La Srl, ricorda l’Uncc nel ricorso, era iscritta all’albo nella Sezione speciale STA e il suo presidente e legale rappresentate era un imprenditore nel ramo assicurativo, noleggio di veicoli e luxury yacht charter, nonché procuratore di una compagnia assicurativa. La società inoltre svolgeva iniziative commerciali come corsi di formazione professionale e preparazione a concorsi, offerte di prodotti assicurativi, audit e analisi di processi aziendali, creando così una “commistione tra la professione forense e altre attività di natura incerta che si tradurrebbe nell’aggiramento delle incompatibilità previste dalla legge Professionale e dai codici deontologici nazionali e europei”.
La società si è difesa sostenendo la conformità del proprio statuto e operato al dettato normativo. Dall’atto costitutivo, infatti, risulta che due avvocati sono titolari dei 2/3 del capitale sociale e dei diritti di voto nonché della maggioranza assoluta del C.d.A. della società.
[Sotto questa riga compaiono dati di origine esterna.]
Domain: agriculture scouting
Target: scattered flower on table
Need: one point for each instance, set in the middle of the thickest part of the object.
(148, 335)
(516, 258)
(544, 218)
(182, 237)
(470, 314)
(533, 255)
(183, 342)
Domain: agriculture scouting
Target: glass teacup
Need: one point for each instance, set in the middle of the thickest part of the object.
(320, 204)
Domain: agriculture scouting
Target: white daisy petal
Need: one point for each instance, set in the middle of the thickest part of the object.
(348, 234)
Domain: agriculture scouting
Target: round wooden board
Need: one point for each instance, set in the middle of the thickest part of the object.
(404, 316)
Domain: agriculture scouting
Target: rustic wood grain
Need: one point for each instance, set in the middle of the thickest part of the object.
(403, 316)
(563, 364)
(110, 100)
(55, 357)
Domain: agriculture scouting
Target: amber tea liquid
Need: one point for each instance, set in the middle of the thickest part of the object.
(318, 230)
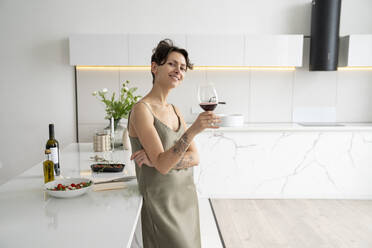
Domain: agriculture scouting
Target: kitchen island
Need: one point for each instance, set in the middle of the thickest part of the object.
(31, 218)
(286, 160)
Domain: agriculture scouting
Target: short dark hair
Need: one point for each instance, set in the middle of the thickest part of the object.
(163, 49)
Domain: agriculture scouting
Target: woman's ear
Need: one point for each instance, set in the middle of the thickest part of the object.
(154, 67)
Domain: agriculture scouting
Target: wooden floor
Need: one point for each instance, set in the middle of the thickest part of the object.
(294, 223)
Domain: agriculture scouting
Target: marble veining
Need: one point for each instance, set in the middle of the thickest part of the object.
(283, 164)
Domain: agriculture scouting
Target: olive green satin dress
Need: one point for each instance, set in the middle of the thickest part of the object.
(170, 213)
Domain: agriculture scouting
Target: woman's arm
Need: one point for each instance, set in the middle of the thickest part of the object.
(191, 156)
(142, 121)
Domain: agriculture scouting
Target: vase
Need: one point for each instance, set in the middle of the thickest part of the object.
(126, 141)
(118, 132)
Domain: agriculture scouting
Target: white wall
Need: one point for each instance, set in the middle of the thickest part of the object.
(37, 84)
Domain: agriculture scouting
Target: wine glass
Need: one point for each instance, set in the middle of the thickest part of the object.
(208, 98)
(207, 95)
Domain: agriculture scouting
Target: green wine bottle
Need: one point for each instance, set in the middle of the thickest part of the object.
(48, 167)
(53, 145)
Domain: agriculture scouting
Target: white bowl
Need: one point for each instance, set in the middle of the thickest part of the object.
(232, 120)
(68, 193)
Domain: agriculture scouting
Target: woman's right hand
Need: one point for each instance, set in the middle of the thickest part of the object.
(205, 120)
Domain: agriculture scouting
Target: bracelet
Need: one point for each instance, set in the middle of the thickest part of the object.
(181, 139)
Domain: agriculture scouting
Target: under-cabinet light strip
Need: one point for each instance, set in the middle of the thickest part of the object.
(197, 68)
(355, 68)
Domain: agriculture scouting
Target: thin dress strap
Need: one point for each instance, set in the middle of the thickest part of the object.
(148, 107)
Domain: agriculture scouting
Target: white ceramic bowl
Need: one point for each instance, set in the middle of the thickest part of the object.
(232, 120)
(68, 193)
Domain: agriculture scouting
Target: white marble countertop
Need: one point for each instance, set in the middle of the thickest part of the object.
(262, 127)
(30, 218)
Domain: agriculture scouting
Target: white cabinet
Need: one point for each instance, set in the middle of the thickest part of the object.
(99, 49)
(355, 50)
(204, 49)
(273, 50)
(216, 50)
(141, 46)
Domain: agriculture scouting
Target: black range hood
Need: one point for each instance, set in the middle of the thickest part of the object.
(325, 29)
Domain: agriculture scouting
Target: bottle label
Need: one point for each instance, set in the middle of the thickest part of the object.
(54, 153)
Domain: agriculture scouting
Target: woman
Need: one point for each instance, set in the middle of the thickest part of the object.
(164, 154)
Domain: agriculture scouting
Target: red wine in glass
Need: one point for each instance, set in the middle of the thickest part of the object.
(208, 106)
(207, 95)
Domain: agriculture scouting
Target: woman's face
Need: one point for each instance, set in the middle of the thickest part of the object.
(172, 72)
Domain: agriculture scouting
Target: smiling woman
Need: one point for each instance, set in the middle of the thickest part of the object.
(165, 154)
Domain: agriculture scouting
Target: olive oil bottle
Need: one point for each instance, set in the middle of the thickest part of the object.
(53, 145)
(48, 166)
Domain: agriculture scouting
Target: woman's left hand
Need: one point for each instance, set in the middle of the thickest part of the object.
(141, 158)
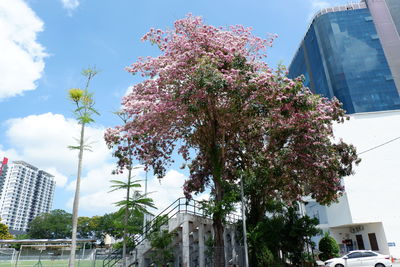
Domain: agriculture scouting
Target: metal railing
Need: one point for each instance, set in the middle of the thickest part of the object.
(113, 258)
(180, 206)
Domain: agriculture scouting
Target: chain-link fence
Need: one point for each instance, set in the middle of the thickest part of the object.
(44, 257)
(174, 256)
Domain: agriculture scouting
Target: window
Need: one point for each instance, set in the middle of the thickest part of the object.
(360, 242)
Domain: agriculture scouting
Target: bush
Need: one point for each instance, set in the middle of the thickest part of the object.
(328, 247)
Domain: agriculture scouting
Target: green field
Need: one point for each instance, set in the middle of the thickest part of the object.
(54, 263)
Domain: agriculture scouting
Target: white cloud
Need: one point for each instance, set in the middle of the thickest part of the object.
(43, 141)
(97, 198)
(317, 5)
(21, 57)
(70, 4)
(59, 178)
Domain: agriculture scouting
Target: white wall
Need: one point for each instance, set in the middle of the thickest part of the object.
(373, 193)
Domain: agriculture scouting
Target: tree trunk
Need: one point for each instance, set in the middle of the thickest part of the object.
(76, 200)
(124, 258)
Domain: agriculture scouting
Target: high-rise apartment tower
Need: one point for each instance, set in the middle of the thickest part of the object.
(26, 192)
(352, 52)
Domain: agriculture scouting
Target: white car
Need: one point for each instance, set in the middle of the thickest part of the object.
(360, 258)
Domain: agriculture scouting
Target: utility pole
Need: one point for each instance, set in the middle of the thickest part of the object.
(145, 214)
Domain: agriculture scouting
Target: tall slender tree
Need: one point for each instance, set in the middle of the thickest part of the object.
(209, 94)
(135, 204)
(83, 100)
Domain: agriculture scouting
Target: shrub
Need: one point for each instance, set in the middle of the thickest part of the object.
(328, 247)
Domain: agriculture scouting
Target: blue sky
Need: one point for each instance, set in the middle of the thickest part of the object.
(44, 45)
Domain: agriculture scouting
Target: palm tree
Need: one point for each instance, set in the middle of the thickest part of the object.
(84, 111)
(134, 205)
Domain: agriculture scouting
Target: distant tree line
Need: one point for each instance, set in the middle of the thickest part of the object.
(57, 225)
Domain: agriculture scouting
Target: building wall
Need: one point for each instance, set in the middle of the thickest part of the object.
(386, 15)
(373, 192)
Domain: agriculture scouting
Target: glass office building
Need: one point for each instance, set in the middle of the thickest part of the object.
(350, 53)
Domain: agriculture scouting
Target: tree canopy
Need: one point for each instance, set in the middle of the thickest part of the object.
(212, 98)
(52, 225)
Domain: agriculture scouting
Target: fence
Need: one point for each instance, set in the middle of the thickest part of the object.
(44, 257)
Anche l’oggetto sociale che prevede l’esercizio dell’attività forense e l’organizzazione di corsi di formazione professionale non sarebbe “in contrasto con l’attività che potrebbe essere svolta pacificamente anche dal singolo avvocato”.
Il Cnf, stabilita la propria competenza, ricorda che con l’art. 5 della legge n. 247/2012 il Governo era stato delegato a disciplinare la materia delle società tra avvocati prevedendo che “l’esercizio della professione forense in forma societaria sia (fosse) consentito esclusivamente a società i cui soci siano (fossero) avvocati iscritti all’albo”. “Malgrado tale inequivocabile disposizione – prosegue l’ordinanza -, il comma n. 141 della legge n. 124/2017 in palese contrarietà ha consentito la partecipazione a società esercenti la professione forense anche a soggetti non avvocati prevedendo unicamente dei limiti di partecipazione (non più di un terzo del capitale sociale e riserva ai soci avvocati della maggioranza dei membri dell’organo gestorio)”.
Tale cambio di rotta, continua il Cnf, probabilmente va individuato “in una diffusa esigenza di incremento di concorrenza, ma tale innovazione aveva sin da subito prestato il fianco a critiche”. Il diritto di difesa, “inviolabile caposaldo”, per essere tale infatti deve “svolgersi in totale indipendenza, in assenza di qualsivoglia conflitto di interessi o compromissione della libertà di esercitare l’attività defensionale per rapporti con lo Stato, con la politica o con fonti di potere e poteri economici”.
Si tratta, si legge nell’ordinanza, di una “libertà” finalizzata “non tanto e non solo al libero esercizio dell’attività professionale legale ma al superiore interesse di assicurare una Giustizia giusta” che appare in pericolo “in ipotesi di condominio con soggetti ontologicamente diversi e così con esigenze puramente economiche quali quelle (legittime e ben comprensibili) di cui poteva essere portatore un socio di puro capitale”. Dubbi fatti propri anche dalla sentenza della Corte Ue (19 dicembre 2024) in cui si sottolinea che gli avvocati non esercitano la loro attività con un obiettivo unicamente economico, ma sono tenuti al rispetto delle norme professionali e deontologiche.
In definitiva, per il Cnf le censure non appaiono manifestamente infondate alla luce del fatto che l’indipendenza della difesa è tutelata dall’art. 24 della Costituzione; la libertà di iniziativa economica (art. 41 Cost.) è garantita solo se non lede utilità sociale, libertà e dignità umana; la professione forense deve svolgersi in piena autonomia e in un contesto di concorrenza corretta; la presenza di soci di puro capitale nelle società tra avvocati può mettere a rischio tali principi, incidendo su indipendenza e concorrenza, anche se vi siano vincoli normativi o statutari. Pertanto, la legittimità costituzionale dell’art. 4-bis della L. 247/2012 (che consente soci di capitale), introdotto dalla L. 124/2017, deve essere verificata.